Langley knew all along that the Bluebird was bad, said the counter-industry.

Or that Barley was.

Or that both of them were.

Sheriton and Brady were playing double-double games, said the counter-industry. Their one aim was to plant the smoke convincingly and steal another march on the Russians in the endless struggle for the Margin of Safety.

Sheriton was a genius.

Brady was a genius.

They were all, all geniuses!

Sheriton had scored a brilliant coup. Brady had.

The Agency was staffed by nothing but brilliant strategists who were quite unlike their dismal counterparts in the overt world. God preserve the Agency. Where would we be without it?

As if all this were not enough, new tiers of possibility were added to the old. For example, that Sheriton had been the unwitting instrument of the Pentagon and Defense. It was they who had prepared the phoney shopping list and they who had known all along that the Bluebird was a plant.

And each fresh rumour had to be taken seriously in its turn, even if the only real mystery was who had fabricated it or why.

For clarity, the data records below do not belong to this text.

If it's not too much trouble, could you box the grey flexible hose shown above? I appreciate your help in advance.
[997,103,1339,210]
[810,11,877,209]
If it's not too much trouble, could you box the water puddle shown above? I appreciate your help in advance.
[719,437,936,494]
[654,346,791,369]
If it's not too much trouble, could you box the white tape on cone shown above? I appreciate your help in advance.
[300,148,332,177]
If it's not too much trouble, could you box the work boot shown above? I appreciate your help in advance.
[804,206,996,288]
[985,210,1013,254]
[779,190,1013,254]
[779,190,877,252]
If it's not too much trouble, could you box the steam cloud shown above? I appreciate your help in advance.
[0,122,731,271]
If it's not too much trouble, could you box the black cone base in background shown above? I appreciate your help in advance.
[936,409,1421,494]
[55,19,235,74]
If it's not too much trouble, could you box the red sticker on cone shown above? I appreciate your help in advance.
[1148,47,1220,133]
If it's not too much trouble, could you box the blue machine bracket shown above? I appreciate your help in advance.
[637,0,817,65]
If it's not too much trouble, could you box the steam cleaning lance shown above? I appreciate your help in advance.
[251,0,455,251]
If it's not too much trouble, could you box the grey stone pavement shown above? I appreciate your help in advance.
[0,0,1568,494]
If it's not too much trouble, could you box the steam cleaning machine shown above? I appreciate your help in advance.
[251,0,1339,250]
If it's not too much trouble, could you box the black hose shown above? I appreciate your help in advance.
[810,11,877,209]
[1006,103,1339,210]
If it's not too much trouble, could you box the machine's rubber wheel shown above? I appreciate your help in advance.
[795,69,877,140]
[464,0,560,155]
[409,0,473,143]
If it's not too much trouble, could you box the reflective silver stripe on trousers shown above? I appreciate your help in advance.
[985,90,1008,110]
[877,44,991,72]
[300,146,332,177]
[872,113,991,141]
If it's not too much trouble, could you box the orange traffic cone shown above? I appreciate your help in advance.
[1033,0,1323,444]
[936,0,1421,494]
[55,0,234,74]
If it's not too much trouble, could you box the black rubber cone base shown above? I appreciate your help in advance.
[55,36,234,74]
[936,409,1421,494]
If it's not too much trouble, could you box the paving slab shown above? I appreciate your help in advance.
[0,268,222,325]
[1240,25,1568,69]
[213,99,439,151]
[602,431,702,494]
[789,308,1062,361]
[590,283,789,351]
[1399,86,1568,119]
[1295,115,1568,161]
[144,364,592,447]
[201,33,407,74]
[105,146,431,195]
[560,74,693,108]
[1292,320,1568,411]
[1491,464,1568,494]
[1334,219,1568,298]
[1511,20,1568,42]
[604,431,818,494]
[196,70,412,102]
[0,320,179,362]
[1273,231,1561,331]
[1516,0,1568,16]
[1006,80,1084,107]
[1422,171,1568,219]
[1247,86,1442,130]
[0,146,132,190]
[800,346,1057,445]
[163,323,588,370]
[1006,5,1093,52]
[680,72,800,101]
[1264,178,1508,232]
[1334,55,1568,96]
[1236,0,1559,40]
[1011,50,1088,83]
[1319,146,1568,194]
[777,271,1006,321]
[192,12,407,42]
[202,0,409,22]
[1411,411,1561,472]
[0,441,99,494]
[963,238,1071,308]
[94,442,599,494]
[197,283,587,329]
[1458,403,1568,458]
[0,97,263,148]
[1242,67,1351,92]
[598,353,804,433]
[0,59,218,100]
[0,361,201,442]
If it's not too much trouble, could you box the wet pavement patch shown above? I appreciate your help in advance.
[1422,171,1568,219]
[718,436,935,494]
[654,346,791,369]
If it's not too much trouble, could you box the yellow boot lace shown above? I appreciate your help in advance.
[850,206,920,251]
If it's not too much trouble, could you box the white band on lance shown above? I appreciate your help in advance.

The answer, in many cases, appeared to be Russell Shcriton, who was fighting for his hide.

As to the Bluebird, if he had not died of natural causes. he was certainly doing so now.

Ned alone, returned from his self-imposed vigil, was once more so crass as to speak the likely truth. 'The Bluebird was straight and we killed him,' he said roundly, at the first meeting he attended. He was not invited to the next one.

And all this while our search for Barley did not let up, even if there were those of us who were glad not to find him. We edged towards him, round him and, too often, away from him. But we were honourable men. We never let up.

But what had Barley traded – and for what?

What were the Russians prepared to buy from him – from Barley, who till now had only needed an expensive lunch, paid for most likely out of his own pocket, to talk himself into an irreversible loss?

He was blown, after all! To smithereens! Already by the time he went to them! And knew it!

What had he got to offer them that they couldn't help themselves to? We are talking after all of torture, of the foulest methods, and registers of agony from which even the return is unimaginable hell. The Russians might be improving their image, but nobody seriously supposed that they were going to abandon overnight methods that had stood them in good stead for thousands of years.